Santé

Les effets psychologiques d’un deuil vécu sur les médias sociaux

Young woman sitting on a chair with her cell phone in her hand, looking sad.

Peu après la tuerie à l’Université Virginia Tech, en 2007, la chercheuse Tamara Wandel a rencontré des survivants et des étudiants universitaires américains pour parler de cette tragédie. C’était la première fois que la nouvelle d’une attaque dans un campus avait circulé sur Facebook avant d’être rapportée par les médias traditionnels. Beaucoup de groupes se sont ensuite formés sur internet, dans lesquels des étudiants en deuil et les proches des victimes ont pu s’exprimer et obtenir du soutien. C’était aussi la première fois qu’elle prenait conscience du rôle unique que pouvaient jouer les médias sociaux dans les circonstances difficiles.
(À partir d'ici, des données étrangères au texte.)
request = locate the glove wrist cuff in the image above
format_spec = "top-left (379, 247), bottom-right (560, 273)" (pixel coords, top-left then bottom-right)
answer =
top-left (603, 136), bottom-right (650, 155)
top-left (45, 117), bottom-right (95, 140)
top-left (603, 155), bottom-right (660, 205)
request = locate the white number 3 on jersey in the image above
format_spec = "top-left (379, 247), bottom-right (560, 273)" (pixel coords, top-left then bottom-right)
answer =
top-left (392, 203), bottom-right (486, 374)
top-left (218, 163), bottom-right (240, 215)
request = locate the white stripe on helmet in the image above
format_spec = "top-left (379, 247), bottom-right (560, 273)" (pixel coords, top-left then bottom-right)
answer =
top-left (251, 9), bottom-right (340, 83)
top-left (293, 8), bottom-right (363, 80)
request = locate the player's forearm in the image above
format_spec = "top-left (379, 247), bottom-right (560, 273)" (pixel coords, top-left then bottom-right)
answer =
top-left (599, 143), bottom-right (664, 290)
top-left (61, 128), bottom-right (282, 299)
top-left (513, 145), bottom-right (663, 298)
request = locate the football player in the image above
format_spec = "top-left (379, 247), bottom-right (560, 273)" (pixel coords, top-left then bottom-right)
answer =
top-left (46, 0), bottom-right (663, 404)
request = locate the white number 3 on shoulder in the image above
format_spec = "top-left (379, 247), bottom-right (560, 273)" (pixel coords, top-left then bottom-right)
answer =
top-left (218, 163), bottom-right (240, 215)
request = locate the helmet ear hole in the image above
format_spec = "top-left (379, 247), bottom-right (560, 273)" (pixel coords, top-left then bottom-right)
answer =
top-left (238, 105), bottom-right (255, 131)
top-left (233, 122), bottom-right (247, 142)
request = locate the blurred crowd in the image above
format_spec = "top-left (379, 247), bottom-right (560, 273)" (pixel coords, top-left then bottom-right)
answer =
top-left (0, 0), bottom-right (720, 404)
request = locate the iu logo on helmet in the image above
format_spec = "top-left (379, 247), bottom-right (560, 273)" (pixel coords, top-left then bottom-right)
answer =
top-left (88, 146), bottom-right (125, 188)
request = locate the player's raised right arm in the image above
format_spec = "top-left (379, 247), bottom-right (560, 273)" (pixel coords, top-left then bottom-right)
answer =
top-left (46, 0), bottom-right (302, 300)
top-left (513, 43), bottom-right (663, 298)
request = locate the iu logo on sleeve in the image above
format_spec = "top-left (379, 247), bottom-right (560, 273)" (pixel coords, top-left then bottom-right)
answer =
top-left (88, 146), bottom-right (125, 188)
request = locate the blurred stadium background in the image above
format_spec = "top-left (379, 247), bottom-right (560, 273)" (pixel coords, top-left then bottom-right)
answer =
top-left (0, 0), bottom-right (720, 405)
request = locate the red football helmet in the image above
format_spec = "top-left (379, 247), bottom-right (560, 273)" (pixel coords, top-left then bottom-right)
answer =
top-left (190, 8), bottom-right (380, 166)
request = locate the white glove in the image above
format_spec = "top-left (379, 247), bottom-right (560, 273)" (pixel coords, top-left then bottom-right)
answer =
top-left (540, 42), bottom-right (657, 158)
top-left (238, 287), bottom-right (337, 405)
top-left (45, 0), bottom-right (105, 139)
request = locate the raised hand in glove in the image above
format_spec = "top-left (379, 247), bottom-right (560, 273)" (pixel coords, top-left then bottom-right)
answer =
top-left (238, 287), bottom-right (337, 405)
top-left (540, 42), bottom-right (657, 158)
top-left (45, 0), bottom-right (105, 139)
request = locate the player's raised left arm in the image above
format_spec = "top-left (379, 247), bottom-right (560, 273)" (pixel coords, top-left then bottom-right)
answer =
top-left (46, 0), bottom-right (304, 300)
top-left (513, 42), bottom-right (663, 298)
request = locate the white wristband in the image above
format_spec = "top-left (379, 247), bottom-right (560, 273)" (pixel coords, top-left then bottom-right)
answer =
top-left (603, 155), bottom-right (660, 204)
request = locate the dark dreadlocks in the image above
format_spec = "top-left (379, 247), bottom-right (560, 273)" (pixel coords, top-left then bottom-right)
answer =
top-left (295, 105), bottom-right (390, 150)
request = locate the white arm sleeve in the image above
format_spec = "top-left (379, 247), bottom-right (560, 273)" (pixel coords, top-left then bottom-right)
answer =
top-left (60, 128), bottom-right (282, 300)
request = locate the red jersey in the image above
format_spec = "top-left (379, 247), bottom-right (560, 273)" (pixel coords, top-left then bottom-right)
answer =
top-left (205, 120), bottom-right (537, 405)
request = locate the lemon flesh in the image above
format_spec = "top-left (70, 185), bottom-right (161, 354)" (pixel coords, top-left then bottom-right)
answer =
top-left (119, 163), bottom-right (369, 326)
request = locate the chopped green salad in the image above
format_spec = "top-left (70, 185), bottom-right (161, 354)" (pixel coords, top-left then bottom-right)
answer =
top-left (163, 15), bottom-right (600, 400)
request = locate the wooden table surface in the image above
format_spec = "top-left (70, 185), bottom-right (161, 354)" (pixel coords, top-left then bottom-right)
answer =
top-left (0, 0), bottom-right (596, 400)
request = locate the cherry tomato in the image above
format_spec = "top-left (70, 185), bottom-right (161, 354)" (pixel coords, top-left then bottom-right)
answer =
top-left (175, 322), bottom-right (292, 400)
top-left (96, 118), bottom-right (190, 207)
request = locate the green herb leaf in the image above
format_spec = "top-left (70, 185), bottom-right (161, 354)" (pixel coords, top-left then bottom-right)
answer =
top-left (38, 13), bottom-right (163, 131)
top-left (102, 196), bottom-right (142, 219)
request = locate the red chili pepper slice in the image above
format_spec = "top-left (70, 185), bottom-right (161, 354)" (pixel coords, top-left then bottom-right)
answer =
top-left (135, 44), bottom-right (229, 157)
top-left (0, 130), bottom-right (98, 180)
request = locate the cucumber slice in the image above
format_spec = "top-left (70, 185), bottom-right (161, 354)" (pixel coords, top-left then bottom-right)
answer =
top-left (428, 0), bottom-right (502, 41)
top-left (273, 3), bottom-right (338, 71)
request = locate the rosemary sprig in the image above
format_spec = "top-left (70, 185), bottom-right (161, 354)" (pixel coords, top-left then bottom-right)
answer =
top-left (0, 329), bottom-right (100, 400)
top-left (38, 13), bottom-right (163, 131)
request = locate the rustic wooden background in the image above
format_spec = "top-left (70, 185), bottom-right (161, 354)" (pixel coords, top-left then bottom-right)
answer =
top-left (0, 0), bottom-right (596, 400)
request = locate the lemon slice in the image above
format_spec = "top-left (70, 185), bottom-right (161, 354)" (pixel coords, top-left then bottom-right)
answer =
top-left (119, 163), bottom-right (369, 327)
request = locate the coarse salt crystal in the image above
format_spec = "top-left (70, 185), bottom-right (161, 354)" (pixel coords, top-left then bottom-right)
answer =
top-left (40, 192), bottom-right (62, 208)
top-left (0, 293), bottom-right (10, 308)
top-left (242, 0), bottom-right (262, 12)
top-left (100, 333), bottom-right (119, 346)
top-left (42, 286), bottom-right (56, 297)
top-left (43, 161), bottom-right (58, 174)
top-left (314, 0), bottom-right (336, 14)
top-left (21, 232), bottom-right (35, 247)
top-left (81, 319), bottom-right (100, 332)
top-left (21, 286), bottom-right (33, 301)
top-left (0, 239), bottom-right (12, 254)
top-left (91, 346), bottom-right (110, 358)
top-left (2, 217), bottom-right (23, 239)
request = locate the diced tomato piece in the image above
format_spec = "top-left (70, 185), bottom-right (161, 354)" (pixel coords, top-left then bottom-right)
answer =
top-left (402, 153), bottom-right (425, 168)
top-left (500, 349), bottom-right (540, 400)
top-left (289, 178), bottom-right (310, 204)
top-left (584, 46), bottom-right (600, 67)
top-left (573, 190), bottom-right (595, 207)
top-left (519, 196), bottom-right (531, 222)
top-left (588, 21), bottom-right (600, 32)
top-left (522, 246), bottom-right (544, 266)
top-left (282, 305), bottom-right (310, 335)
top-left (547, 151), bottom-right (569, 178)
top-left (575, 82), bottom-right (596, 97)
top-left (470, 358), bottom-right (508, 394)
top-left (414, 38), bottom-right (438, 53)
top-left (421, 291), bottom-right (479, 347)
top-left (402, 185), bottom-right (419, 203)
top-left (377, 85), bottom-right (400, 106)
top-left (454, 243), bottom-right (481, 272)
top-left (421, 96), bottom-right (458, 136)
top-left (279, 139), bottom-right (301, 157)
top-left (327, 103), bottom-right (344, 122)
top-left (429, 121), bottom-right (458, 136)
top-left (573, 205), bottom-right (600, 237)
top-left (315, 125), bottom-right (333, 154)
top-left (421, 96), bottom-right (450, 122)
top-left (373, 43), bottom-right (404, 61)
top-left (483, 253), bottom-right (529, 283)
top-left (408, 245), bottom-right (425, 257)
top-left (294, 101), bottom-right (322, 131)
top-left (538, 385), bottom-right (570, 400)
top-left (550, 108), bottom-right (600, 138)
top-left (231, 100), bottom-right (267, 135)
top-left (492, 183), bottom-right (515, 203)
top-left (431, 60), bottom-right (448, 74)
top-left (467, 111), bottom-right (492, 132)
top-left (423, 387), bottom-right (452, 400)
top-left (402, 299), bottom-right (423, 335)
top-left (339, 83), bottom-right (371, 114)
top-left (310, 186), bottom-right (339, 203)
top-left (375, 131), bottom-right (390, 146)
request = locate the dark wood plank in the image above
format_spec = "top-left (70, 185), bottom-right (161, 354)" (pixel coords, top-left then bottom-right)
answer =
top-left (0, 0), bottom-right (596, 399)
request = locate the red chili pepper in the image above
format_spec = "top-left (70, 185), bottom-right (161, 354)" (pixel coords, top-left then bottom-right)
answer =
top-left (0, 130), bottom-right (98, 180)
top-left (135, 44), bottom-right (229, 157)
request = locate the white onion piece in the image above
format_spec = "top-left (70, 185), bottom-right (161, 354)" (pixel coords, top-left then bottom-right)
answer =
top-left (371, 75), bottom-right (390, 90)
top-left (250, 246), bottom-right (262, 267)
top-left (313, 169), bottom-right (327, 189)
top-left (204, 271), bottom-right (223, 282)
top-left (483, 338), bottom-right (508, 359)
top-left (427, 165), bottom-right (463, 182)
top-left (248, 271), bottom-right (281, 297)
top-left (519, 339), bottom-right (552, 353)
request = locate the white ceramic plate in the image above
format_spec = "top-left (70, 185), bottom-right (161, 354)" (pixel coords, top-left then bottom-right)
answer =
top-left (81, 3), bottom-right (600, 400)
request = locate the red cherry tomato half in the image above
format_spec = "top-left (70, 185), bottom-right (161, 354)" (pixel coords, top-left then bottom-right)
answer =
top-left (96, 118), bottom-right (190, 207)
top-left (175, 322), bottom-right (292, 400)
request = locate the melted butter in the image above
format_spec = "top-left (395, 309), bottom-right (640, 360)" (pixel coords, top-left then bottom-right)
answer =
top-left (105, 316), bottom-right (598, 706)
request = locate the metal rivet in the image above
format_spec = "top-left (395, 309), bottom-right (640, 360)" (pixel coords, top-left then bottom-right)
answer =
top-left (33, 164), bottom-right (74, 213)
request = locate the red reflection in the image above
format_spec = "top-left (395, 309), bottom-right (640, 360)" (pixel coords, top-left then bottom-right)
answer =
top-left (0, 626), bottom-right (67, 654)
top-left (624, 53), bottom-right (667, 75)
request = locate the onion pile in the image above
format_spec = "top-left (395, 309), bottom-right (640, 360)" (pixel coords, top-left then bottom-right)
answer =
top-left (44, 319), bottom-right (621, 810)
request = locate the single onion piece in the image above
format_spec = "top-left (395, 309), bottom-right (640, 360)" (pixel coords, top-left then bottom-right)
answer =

Elle l’a de nouveau constaté quand sa fille a perdu un ami, victime d’un accident de quad en 2015. « J’observais la façon dont les enfants et les adolescents utilisaient Facebook et Instagram dans les moments difficiles. J’ai interviewé des personnes concernées de tous les âges, et des spécialistes du deuil sur les scènes locale, régionale et nationalede la région et du pays », dit-elle.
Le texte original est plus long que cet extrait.